JavaScript - Special case of subset sum algorithm

Question

From a given array of positive integers, I want to know if the sum of E elements from the array is equal to a given number N.

For example, given the array arr = [1, 2, 3, 4] , e = 3 and n = 9. It means if the sum of 3 elements in arr equals to 9. The result is true since 2 + 3 + 4 is equal to 9.

Another example with arr = [1, 2, 3, 4] , e = 2 and n = 7. It is true since 3 + 4 is equal to 7.

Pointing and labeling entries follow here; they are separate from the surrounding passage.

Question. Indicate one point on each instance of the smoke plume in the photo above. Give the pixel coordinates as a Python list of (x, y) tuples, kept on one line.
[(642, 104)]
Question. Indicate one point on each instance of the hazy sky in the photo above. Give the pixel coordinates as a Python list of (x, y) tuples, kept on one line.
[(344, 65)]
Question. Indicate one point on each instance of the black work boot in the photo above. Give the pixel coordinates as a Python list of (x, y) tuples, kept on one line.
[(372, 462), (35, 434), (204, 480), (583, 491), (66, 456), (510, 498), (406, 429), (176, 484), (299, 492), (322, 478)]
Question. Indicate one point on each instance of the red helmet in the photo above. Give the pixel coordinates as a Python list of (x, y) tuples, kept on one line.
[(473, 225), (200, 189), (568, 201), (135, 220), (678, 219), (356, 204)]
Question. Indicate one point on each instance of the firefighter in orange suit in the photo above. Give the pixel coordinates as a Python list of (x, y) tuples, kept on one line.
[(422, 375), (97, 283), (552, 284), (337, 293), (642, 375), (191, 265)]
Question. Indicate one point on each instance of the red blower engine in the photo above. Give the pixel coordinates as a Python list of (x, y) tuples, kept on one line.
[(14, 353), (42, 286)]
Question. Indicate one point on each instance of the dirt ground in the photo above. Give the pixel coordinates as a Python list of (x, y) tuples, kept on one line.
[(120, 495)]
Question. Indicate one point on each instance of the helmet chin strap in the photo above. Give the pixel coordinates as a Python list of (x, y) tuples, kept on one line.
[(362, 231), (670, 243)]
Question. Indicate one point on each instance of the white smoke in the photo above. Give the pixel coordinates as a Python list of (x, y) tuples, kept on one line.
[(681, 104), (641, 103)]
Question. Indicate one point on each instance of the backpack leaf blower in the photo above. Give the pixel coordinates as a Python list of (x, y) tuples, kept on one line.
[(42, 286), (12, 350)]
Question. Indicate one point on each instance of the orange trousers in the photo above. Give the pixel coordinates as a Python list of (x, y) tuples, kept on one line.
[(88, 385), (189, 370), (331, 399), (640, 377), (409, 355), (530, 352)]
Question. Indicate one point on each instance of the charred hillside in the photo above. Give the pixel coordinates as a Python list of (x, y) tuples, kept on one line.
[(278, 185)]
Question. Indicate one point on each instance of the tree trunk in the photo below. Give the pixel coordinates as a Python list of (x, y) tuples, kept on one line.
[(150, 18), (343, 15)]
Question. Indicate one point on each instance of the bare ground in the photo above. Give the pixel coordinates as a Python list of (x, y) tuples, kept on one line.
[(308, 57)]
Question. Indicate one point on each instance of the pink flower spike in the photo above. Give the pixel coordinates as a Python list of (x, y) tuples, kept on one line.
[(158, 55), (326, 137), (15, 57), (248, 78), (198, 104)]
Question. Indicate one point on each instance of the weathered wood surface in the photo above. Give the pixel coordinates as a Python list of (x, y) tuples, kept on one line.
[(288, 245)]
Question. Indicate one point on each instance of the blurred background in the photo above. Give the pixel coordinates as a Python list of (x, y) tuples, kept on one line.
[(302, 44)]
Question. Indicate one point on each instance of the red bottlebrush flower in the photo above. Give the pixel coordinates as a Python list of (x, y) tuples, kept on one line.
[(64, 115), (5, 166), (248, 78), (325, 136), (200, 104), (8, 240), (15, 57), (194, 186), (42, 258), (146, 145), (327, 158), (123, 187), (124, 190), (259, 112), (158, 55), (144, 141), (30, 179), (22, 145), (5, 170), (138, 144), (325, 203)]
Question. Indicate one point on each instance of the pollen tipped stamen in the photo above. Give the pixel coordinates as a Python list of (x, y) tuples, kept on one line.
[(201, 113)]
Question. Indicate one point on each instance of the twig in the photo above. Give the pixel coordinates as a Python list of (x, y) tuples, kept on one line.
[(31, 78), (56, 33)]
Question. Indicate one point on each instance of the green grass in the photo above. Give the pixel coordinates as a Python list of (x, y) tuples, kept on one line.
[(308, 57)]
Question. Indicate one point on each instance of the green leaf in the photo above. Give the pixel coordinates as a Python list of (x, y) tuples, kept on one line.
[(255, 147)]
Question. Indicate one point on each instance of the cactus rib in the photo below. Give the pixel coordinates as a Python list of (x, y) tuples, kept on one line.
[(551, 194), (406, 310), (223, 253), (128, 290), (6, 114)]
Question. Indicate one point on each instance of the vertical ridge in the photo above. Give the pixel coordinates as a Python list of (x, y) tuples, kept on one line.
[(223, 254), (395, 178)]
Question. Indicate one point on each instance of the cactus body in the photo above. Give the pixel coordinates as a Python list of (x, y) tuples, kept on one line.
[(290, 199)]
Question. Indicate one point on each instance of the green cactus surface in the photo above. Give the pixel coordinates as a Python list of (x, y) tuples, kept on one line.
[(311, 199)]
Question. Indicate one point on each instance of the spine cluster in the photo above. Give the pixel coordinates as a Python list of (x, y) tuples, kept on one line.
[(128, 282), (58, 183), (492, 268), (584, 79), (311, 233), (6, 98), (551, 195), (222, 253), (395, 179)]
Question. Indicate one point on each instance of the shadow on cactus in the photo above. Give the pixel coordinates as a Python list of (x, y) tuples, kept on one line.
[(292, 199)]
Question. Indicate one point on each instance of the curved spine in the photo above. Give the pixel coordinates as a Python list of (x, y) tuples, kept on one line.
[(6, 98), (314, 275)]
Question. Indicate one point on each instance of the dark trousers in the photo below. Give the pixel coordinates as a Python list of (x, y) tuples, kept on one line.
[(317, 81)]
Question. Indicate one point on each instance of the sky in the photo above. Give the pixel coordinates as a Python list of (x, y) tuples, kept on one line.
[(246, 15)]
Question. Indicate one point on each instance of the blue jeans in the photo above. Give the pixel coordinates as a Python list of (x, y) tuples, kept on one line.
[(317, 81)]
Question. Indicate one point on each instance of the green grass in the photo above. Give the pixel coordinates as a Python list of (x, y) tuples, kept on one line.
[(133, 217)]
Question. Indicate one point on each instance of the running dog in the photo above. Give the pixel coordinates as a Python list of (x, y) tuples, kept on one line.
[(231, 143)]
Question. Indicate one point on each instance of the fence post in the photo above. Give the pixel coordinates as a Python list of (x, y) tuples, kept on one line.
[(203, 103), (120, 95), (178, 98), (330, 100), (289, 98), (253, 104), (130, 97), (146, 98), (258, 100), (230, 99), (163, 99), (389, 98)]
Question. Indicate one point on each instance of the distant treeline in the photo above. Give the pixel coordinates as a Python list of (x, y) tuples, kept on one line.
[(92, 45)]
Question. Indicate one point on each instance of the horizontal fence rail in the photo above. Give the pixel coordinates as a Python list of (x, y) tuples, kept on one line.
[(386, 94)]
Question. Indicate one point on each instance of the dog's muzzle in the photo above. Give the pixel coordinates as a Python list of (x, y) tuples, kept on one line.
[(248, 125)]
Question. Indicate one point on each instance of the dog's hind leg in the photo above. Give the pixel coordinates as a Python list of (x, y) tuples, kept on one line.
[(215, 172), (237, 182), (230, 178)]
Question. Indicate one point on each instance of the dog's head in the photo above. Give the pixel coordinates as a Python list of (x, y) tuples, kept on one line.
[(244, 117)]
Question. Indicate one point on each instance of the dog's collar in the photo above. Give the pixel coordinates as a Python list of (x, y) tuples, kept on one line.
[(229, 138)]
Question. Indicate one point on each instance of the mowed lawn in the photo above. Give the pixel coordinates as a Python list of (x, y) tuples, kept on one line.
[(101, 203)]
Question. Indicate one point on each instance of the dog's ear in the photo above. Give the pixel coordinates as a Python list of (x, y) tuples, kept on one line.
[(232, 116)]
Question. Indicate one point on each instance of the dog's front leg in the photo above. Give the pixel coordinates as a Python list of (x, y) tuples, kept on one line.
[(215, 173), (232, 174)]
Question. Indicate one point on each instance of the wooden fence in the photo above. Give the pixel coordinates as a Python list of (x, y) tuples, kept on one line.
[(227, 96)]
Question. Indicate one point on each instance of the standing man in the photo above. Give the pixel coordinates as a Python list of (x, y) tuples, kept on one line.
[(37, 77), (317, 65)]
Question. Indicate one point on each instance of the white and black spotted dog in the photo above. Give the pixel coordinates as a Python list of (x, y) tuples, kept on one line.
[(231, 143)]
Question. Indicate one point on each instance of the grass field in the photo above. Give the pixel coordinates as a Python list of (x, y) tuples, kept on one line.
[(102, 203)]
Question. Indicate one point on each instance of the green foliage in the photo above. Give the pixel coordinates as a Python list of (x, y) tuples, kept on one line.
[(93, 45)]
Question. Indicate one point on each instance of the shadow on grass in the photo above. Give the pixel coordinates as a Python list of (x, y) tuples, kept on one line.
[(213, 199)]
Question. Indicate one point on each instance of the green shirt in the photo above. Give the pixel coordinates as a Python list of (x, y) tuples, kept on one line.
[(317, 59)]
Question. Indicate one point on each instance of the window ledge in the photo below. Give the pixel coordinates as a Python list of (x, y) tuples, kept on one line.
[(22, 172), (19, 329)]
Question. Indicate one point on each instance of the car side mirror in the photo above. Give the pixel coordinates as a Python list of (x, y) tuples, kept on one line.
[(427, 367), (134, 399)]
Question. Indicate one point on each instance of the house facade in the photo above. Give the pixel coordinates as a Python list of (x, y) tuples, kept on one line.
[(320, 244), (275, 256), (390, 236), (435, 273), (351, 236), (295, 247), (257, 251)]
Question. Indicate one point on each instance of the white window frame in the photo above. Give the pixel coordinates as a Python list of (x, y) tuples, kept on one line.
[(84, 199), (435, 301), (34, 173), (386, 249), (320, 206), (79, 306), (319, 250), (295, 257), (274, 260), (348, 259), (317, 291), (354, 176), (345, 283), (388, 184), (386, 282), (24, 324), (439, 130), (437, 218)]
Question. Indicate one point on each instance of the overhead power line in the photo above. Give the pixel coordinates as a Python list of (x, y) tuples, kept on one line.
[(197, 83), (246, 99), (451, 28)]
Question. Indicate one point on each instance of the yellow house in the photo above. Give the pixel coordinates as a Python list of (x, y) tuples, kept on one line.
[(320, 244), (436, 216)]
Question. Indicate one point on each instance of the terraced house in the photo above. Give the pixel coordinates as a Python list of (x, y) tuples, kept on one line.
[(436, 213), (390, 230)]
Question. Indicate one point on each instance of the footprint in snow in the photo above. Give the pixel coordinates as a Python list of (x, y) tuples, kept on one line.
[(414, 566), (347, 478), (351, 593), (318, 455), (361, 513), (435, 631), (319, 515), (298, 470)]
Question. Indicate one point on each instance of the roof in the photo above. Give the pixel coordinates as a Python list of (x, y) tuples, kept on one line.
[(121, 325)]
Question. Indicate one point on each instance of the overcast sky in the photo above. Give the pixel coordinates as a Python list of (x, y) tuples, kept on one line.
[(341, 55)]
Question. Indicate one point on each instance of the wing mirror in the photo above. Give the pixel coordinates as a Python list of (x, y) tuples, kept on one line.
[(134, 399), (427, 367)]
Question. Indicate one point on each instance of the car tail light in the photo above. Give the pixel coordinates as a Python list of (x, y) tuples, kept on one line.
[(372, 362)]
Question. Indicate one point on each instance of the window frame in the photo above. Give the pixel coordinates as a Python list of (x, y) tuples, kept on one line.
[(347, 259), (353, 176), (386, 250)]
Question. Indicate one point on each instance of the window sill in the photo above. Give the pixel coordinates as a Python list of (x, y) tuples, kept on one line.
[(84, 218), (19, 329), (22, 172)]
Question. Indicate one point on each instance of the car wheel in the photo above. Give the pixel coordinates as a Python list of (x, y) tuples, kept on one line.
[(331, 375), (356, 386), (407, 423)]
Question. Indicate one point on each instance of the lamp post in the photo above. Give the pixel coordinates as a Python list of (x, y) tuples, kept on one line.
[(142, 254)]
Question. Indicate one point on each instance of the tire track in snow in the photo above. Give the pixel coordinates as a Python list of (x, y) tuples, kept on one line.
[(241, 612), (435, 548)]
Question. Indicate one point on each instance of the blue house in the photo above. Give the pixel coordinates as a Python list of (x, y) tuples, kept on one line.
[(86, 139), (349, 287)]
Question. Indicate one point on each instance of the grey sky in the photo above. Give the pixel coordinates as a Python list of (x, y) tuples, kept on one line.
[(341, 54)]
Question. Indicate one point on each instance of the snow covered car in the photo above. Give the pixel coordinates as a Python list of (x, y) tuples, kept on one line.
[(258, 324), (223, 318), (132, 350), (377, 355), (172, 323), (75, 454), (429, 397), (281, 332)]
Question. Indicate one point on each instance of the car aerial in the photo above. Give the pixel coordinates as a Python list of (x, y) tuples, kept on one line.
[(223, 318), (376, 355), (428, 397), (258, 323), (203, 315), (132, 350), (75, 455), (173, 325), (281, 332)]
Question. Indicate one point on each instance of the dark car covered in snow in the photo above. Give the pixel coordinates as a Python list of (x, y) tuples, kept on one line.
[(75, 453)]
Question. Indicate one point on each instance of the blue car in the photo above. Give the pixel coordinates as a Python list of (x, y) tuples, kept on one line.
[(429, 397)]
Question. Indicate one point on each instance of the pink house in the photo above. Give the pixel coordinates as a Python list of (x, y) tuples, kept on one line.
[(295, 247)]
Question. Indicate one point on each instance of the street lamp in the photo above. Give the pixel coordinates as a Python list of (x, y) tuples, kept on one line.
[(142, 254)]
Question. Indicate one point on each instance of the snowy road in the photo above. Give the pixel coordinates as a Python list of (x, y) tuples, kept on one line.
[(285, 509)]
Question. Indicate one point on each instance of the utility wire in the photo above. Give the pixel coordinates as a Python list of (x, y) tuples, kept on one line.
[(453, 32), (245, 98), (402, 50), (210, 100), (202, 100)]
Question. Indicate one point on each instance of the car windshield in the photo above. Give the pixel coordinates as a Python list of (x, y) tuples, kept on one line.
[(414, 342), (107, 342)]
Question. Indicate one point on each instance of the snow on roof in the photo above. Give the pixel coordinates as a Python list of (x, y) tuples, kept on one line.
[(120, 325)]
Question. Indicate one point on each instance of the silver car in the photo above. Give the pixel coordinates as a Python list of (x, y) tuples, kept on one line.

I'm trying to resolve it with recursion, but I'm stuck. My idea is to nest loops dynamically to walk through the elements to the array and compare them.

My attempt is this:

function subsetsum(arr, elements, n) {
    loop(arr, elements, n, [], 0);
}

function loop(arr, elements, n, aux, index) {
    if(aux.length != elements) {
        aux[index] = arr.length - 1;
        loop(arr, elements, n, aux, index + 1);
    } else {
        if ((elements - index + 1) < 0) {
            return 0;
        } else {
            if (aux[elements - index + 1] > 0) { 
                aux[elements - index + 1]--;
                loop(arr, elements, n, aux, index); 
            }
        }
    }
}

subsetsum([1, 2, 3, 4], 3, 9));

Answer 1

A related question is at Find the highest subset of an integer array whose sums add up to a given target. That can be modified to restrict the number of elements in the subset as follows:

// Find subset of a, of length e, that sums to n
function subset_sum(a, e, n) {
  if (n < 0)   return null;           // Nothing adds up to a negative number
  if (e === 0) return n === 0 ? [] : null; // Empty list is the solution for a target of 0

  a = a.slice();
  while (a.length) {              // Try remaining values
    var v = a.shift();            // Take next value
    var s = subset_sum(a, e - 1, n - v); // Find solution recursively
    if (s) return s.concat(v);    // If solution, return
  }
}

Answer 2

I've been playing around with this for a while and decided to use a short-cut, mainly the permutation code from this previous SO question.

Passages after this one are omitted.